Leilani.
I heard one time from my mother before everything went haywire that there are several stages of grief and right now, I could swear that I was in whatever stage broke the entire fucking scale of measurement.
I do not know if I was sad or exactly what was making me feel this way, but I knew that I was dying. Floating in some dark world lost between consciousness and unconsciousness; and lost deep in a web that I never even knew existed.
My body felt like a vessel, a completely hot vessel that burned everywhere you could ever imagine, leaving me in complete agony.
Yet you want to know what makes this already fucked up situation even more fucked up?
The fact that I am not even awake right now!
The fact that, no matter what I do, I just cannot seem to pull myself out of this weird slumber that’s been feeling like it was abso-fucking-lutely pulling me into the abyss.
And… did I tell you that I could hear the sound of my heartbeat— loud and clear, and that of my TV running somewhere?
Goddess, I could even hear the sound of dripping water, probably coming from my ruined bath earlier… But for some reason, I couldn’t peel my eyes open to see anything. I couldn’t even lift my fingers or breathe without that constant feeling in my chest— that feeling that was akin to one being choked.

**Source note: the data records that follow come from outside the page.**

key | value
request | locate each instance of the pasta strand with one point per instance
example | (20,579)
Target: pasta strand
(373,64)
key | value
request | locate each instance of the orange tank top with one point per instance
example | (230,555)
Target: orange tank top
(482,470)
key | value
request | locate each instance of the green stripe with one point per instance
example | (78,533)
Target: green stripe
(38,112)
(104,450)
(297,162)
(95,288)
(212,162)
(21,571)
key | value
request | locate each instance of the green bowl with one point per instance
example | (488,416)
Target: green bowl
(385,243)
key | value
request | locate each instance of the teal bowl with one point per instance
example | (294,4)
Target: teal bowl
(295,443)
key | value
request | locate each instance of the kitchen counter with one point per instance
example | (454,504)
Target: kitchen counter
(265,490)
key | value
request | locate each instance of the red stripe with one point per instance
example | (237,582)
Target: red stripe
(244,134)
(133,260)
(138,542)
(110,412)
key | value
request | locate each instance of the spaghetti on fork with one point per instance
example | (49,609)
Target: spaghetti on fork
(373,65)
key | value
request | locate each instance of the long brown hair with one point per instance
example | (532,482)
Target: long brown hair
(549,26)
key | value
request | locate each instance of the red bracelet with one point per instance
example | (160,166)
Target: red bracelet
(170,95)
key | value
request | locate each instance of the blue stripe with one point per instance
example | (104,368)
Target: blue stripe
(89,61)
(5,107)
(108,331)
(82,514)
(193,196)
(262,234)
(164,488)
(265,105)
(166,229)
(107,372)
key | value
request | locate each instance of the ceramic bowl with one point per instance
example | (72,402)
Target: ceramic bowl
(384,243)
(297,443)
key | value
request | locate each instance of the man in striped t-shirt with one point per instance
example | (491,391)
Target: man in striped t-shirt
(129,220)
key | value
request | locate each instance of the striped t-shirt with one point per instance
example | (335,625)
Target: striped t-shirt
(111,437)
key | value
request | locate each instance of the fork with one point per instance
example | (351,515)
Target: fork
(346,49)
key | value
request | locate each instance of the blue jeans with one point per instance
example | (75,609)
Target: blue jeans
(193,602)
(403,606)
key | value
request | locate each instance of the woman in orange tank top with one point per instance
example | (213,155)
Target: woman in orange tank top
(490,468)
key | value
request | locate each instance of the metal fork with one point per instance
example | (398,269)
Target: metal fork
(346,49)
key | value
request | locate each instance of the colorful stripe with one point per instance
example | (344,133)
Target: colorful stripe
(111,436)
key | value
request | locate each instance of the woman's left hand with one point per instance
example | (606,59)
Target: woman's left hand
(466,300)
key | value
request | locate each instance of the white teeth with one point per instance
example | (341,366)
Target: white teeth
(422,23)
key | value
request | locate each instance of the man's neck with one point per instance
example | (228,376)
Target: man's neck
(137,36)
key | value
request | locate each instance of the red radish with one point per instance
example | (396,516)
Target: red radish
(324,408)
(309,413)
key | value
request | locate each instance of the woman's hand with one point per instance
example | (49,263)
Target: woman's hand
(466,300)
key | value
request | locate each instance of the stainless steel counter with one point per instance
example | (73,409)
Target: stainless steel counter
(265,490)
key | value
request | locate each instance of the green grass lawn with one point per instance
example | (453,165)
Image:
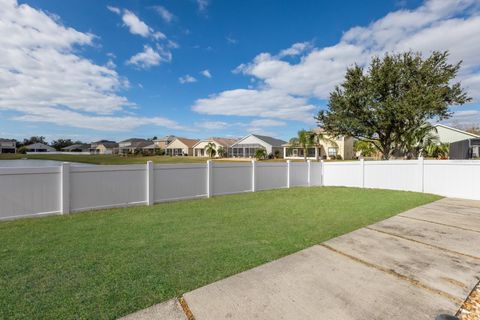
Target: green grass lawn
(109,263)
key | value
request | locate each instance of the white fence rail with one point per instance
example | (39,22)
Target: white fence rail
(60,190)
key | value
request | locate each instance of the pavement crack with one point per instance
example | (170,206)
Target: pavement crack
(397,275)
(439,223)
(424,243)
(186,309)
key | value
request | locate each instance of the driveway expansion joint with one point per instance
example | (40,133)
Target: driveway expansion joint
(424,243)
(439,223)
(395,274)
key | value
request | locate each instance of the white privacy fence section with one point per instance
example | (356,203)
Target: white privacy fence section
(60,190)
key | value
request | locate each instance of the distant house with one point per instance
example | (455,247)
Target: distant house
(448,134)
(132,145)
(39,147)
(247,146)
(8,146)
(331,148)
(104,147)
(163,142)
(77,148)
(465,149)
(180,147)
(199,149)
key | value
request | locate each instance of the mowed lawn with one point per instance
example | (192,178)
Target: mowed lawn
(109,263)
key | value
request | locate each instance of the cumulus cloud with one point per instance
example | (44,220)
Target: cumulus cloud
(149,57)
(262,103)
(206,73)
(135,25)
(187,79)
(43,79)
(166,15)
(436,25)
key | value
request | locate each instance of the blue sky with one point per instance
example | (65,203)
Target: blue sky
(198,68)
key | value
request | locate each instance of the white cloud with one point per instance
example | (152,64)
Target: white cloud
(43,79)
(187,79)
(206,73)
(135,25)
(148,58)
(262,103)
(212,125)
(296,49)
(436,25)
(267,123)
(166,15)
(202,5)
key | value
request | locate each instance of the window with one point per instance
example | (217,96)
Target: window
(332,152)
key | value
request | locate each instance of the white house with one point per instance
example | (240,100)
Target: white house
(39,147)
(199,149)
(8,146)
(247,146)
(448,134)
(180,147)
(329,148)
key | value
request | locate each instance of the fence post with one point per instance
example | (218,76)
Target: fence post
(150,184)
(322,164)
(362,164)
(421,169)
(65,188)
(209,178)
(254,165)
(288,173)
(309,173)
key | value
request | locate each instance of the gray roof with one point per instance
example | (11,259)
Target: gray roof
(271,141)
(77,146)
(39,146)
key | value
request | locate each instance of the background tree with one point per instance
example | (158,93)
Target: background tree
(260,154)
(304,140)
(222,153)
(393,98)
(210,149)
(366,148)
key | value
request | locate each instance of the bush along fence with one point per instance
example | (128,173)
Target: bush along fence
(69,188)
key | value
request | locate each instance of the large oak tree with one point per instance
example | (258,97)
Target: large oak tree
(393,99)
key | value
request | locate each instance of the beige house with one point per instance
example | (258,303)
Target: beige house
(104,147)
(338,147)
(448,134)
(180,147)
(162,143)
(8,146)
(199,149)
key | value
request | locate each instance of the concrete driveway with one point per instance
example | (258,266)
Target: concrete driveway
(415,265)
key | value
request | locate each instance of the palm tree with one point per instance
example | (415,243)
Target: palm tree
(305,139)
(260,154)
(210,148)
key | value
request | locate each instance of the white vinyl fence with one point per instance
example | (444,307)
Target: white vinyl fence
(68,188)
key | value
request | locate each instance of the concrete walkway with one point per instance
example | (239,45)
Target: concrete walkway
(415,265)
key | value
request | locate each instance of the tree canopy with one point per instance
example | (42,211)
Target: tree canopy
(391,102)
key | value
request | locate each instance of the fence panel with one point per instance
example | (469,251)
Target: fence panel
(347,174)
(316,174)
(271,176)
(106,186)
(29,191)
(452,178)
(231,178)
(394,175)
(174,182)
(298,174)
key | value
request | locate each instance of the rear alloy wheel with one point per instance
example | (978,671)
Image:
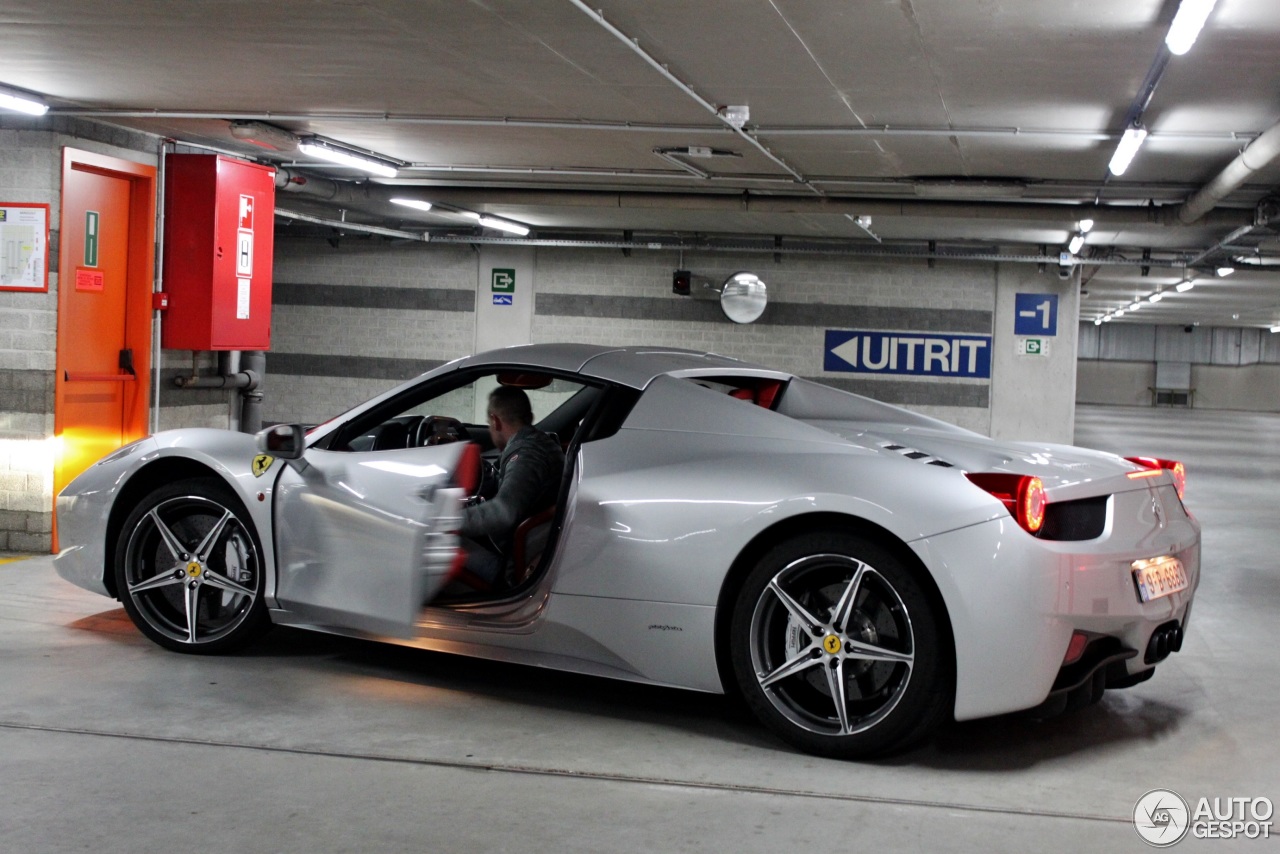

My eyelids felt so heavy and my chest, yeah, my chest felt the heaviest as I struggled and failed miserably to wake up.
But it was futile. Completely futile until I felt a presence suddenly envelope me.
It was warm and strong, and even though I couldn’t see who it was, I could easily tell that they had the power to protect me just by feeling them close.
Warm calloused fingers brushed against my cheek, or maybe I was wrong, maybe they weren’t fingers.
But they were thick and warm and as they glided across the skin of my face, as if caressing me. Like this, I couldn’t help but feel how furry they felt… how ridiculously soft they were… how strangely I wanted them to keep touching my face.
I heard a voice that didn’t sound feminine or masculine whisper to me. But do you want to know what was weirder besides my inability to tell which gender it was?
The fact that the voice sounded right inside my head. It felt like I had imagined it… like it was my consciousness talking to me. Like it was a part of me.
“Open your eyes!” It commanded.
“But I cannot,” I snapped back, shocked because I couldn’t remember moving my lips.
However, before I could ponder over that, the voice came again, sharper this time. It snapped; “You are weak and in no place to be here! Open your eyes or you might lose yourself! Are you on some stupid suicide mission?!”
I wanted to roll my eyes at it until I realized that I couldn’t. Hell, I still couldn’t move any part of my body either, yet this strange voice was asking me to open my eyes as if I could simply abracadabra my way through it.
Strange right? Son of a bitch.
“And how do you know that?” I asked instead, and as I did, it went silent.